Aging slower than the rest of the world: this is the insane – and fascinating – bet of Brooke Paulin. This 30 -year -old American, recently highlighted in a documentary broadcast on France 5, has risen to the rank of real media curiosity. His credo? Slow down aging to the point of ensuring that only age 233 days a year, against 365 for ordinary people.
Brooke Paulin, star of longevity revealed by France TV
In the documentary In pursuit of eternal youthbroadcast on France 5, Brooke Paulin literally captivated the public. Installed in Chicago, the young woman is exposed every day to a wall of red lights to stimulate her mitochondria, swallows dozens of capsules (taurine, spermidine …) without medical advice, and spends an hour in her hyperbaric box. Result: according to her quarterly blood analyzes, she “ages” twice as fast as the average.

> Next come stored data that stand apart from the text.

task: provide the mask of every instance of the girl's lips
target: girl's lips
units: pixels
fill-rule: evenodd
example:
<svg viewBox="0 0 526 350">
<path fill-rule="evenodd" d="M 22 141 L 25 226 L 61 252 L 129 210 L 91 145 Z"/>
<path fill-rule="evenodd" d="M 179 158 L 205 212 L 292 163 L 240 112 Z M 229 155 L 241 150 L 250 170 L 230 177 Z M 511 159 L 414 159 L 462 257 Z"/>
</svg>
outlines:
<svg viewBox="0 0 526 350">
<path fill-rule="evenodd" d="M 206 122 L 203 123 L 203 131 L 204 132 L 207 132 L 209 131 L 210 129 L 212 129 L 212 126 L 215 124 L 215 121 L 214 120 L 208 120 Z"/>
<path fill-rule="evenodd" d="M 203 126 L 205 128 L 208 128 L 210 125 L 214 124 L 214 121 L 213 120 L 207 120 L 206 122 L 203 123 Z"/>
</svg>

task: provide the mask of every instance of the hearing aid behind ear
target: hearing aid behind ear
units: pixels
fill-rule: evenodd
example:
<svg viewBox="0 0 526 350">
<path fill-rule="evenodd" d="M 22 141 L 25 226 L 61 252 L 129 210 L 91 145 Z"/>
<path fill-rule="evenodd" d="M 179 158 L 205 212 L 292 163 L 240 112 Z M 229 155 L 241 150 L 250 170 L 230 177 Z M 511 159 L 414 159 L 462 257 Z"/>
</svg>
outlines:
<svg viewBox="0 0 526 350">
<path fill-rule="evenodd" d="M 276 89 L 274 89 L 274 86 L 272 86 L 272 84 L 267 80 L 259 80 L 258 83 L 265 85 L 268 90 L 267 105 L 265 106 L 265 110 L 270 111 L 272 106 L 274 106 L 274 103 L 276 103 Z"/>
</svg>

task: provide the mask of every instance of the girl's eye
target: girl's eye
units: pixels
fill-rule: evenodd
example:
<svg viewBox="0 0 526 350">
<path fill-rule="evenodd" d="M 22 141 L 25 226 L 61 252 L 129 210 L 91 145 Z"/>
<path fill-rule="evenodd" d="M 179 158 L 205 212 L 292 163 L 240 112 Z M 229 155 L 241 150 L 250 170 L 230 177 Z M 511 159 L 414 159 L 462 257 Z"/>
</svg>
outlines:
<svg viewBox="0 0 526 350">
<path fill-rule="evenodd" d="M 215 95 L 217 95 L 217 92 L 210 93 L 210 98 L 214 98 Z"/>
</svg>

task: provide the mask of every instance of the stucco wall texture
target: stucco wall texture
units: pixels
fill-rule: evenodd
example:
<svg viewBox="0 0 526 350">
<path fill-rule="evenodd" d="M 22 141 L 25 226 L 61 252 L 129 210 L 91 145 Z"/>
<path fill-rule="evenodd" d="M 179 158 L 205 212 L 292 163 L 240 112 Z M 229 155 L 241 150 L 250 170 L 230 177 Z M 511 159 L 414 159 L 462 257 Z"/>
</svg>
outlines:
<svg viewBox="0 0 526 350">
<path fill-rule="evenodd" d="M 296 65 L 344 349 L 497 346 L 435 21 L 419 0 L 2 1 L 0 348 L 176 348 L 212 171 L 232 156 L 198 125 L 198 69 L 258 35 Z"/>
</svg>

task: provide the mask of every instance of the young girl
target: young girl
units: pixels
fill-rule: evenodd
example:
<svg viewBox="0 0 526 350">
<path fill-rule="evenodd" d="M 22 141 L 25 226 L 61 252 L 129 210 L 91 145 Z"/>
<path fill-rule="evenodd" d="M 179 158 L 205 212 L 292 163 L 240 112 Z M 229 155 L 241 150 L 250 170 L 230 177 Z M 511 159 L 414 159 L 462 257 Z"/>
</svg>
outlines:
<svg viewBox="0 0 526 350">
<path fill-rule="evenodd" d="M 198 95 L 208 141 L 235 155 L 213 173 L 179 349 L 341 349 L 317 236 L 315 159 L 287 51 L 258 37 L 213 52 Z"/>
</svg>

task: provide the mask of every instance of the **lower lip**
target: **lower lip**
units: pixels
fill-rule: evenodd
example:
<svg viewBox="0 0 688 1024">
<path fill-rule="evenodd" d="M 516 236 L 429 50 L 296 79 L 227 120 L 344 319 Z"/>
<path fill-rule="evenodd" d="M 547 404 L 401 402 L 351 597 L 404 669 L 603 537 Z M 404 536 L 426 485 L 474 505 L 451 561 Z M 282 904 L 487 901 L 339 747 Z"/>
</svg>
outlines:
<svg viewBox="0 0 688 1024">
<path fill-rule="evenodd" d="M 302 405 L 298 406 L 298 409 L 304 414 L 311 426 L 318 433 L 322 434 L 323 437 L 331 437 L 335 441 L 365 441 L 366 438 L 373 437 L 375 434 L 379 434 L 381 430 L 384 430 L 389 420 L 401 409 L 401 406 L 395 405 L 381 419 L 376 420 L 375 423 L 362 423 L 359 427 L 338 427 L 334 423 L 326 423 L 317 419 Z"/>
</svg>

A figure that she proudly displays on her Instagram account, where she documents her futuristic rituals. And she does not hesitate to compete with the older ones: Brooke is one of the “Rejuvenation Olympics”, a global ranking initiated by the multimillionaire Bryan Johnson, pioneer of longevity.
When the student exceeds (almost) the master
During the shooting, a striking fact: the American managed to exceed her Bryan Johnson model in the world ranking, climbing in 4th place while falling to her in the 5th. All by spending nearly two million dollars less a year than its mentor. A symbolic, but ephemeral victory: today, it fell back in 542nd place. A sign that, in the quest for eternal youth, nothing is ever acquired.
Behind the performance, there is also a personal experience. Brooke was diagnosed with thyroid cancer at 26 years old. This shock convinced her to make health his absolute priority, to the point of transforming every aspect of his daily life into an experimental laboratory.
A anti-aging routine calibrated to the millimeter
Brooke Paulin details his “routine longevity” with surgical precision. Organic power supply, filtered water only, no plastic, fast of 36 hours once a month to stimulate autophagy … On the physical activity side, it alternates bodybuilding, boxing and short sprints. And every evening, she swaps the white bulbs against red lights to preserve her circadian rhythm and improve her sleep.
To measure her progress, she relies on innovative organic tests such as Dunedinpace, which analyze biological age through blood markers. Its connected ring Oura completes the device by following more than 20 biometric indicators on a daily basis.
Between business and lifestyle
Like his mentor Bryan Johnson, Brooke has smelled the economic potential of this obsession for longevity. She co -founded Aegis Apparel, a clothing brand supposed to protect electromagnetic fields, and assiduously frequent a longevity center near her house. For around 20,000 dollars a year, she receives perfusions from Nad+ or Taurine, very popular to boost energy, metabolism and skin.
In her eyes, it is not only a question of staying young for herself, but also for her loved ones … and even for her dog, currently guinea pig in a study on rapaamycine.
In pursuit of eternal youth
If his journey fascinates, he also questions. Scientists recall that many of the practices it adopts have not yet proven themselves. Perfusions at home, hyperbaric box, cocktails of food supplements: so many controversial approaches, sometimes deemed risky. However, Brooke Paulin seduces because it gives a face accessible to a trend that seemed reserved for eccentric billionaires of Silicon Valley.
By humanizing longevity and sharing her daily life on networks, she embodies a new model: that of a “normal” woman who transforms eternal youth into a lifestyle. A choice that makes you dream as much as it disturbs, and that poses a central question: how far are we ready to go to slow down time?